Curieusement, ces caractéristiques contrastent avec le type d’inhumation, qui suggère un traitement spécial. L’inhumation dans un vase en céramique à l’intérieur d’une tombe rocheuse n’était pas habituelle pour les personnes issues de la classe ouvrière. Cela a conduit les chercheurs à émettre l’hypothèse qu’il s’agissait peut-être d’un potier aux compétences extraordinaires, peut-être l’un des premiers à utiliser le tour de potier introduit en Égypte à cette même époque. Bien que cette hypothèse soit circonstancielle, elle s’appuie sur la comparaison avec des représentations artistiques égyptiennes de l’époque.
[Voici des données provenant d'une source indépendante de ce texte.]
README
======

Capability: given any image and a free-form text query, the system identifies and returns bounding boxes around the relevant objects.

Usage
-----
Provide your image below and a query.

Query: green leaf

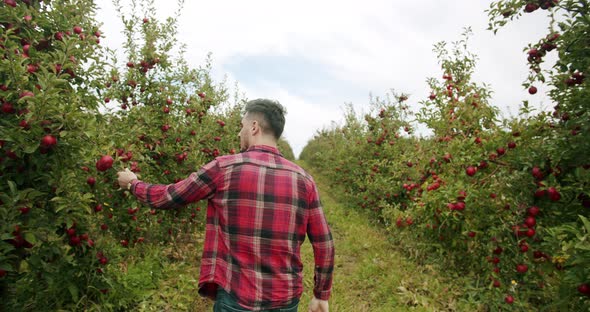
[23,142,40,154]
[578,215,590,233]
[68,284,78,302]
[8,181,16,196]
[23,232,37,245]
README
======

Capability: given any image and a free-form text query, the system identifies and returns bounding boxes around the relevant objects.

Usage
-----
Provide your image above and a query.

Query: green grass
[132,164,476,312]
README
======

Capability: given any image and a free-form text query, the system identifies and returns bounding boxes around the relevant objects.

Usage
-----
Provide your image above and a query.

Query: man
[118,99,334,312]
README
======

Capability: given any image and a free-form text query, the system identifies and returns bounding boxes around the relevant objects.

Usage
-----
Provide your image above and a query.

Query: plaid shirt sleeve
[131,160,219,209]
[307,183,334,300]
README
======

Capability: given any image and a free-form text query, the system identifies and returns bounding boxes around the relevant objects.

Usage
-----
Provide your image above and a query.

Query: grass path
[299,164,472,311]
[138,164,474,312]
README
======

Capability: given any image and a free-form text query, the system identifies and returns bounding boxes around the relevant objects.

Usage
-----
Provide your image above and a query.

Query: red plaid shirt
[131,145,334,310]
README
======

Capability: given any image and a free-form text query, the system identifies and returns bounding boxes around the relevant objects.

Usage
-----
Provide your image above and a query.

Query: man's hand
[117,168,137,189]
[307,297,329,312]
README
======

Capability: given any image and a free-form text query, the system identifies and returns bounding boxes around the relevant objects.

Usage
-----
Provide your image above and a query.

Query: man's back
[200,146,333,309]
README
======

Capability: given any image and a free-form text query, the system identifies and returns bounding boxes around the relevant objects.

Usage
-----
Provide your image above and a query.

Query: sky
[95,0,553,156]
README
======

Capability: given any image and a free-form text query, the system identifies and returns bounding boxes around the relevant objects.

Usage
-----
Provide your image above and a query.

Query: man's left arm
[118,161,219,209]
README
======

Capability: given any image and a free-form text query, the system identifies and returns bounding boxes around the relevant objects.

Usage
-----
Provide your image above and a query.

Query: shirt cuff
[127,179,139,193]
[313,289,332,300]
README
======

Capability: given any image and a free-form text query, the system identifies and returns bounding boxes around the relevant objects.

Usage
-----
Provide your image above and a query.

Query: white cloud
[97,0,551,154]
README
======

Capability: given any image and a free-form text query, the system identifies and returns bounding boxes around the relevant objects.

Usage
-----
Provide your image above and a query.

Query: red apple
[529,206,540,217]
[4,0,16,8]
[504,295,514,304]
[96,155,114,171]
[41,134,57,148]
[516,264,529,273]
[524,216,537,228]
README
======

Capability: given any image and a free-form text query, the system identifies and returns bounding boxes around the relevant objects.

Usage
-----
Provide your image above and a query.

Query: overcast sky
[95,0,553,155]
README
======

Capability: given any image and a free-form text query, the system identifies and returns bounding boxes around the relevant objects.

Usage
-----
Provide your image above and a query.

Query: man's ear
[251,120,260,135]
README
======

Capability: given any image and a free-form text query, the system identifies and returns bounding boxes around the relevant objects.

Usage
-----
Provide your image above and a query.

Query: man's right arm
[131,161,219,209]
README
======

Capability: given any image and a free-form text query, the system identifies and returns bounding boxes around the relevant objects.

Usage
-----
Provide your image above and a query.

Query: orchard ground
[135,162,478,312]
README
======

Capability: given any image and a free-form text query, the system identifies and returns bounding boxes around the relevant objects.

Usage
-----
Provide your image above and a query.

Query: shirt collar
[246,145,283,156]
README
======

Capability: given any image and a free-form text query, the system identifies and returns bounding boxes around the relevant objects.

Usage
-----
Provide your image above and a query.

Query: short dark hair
[244,99,287,140]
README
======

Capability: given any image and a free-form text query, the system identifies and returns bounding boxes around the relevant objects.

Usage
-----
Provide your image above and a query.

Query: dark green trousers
[213,287,299,312]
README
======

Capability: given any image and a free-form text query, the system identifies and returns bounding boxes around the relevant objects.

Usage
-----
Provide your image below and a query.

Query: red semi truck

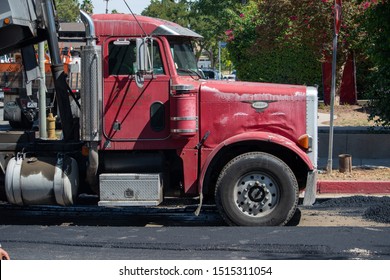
[0,0,317,226]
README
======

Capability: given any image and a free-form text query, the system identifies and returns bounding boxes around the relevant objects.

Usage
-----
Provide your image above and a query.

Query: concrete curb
[317,180,390,195]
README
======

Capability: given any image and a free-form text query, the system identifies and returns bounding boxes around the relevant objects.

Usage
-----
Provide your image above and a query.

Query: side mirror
[135,37,153,88]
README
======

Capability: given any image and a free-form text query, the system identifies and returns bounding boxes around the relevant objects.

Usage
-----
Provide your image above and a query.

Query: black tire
[215,152,299,226]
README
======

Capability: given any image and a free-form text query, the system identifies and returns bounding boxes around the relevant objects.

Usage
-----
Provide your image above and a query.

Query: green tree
[358,0,390,128]
[80,0,94,15]
[55,0,80,22]
[227,0,359,102]
[142,0,242,67]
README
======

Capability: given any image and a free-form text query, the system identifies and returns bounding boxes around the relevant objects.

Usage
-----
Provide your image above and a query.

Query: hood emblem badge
[242,100,276,113]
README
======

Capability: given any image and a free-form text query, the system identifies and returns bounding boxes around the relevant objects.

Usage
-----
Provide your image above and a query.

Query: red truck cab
[93,15,317,225]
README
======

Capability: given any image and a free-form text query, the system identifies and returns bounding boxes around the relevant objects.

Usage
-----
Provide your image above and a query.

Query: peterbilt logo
[124,189,134,198]
[242,100,276,113]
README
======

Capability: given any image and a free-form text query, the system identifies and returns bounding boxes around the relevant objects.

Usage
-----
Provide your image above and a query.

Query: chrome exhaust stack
[80,11,103,191]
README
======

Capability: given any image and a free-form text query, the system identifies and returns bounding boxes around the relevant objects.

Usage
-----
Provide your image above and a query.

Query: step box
[98,173,163,206]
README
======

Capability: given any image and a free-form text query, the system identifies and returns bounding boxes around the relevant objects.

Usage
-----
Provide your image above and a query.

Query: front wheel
[215,152,299,226]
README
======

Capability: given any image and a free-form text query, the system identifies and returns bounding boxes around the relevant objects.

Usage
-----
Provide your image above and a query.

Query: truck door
[103,38,170,142]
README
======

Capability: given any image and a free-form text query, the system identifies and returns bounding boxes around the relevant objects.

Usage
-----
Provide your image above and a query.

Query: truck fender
[198,131,315,194]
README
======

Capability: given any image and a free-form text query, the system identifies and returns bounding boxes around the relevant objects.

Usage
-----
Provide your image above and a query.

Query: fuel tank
[5,156,79,206]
Les données recueillies ouvrent la voie à de nouvelles recherches sur la population de l’Égypte ancienne et ses origines. Afin de vérifier si ce mélange génétique était courant dans la région, il sera nécessaire d’analyser d’autres restes humains similaires. L’étude a comparé le génome de l’homme à celui de plus de 3 000 personnes modernes et 805 individus anciens, identifiant des similitudes particulièrement marquées avec les populations d’Afrique du Nord et du Proche-Orient.
Iosif Lazaridis, généticien à l’université de Harvard et expert en ADN ancien (bien qu’il n’ait pas participé à cette recherche), estime que cette découverte démontre qu’il existait déjà très tôt un mélange entre les lignées africaines autochtones et les peuples du Croissant fertile.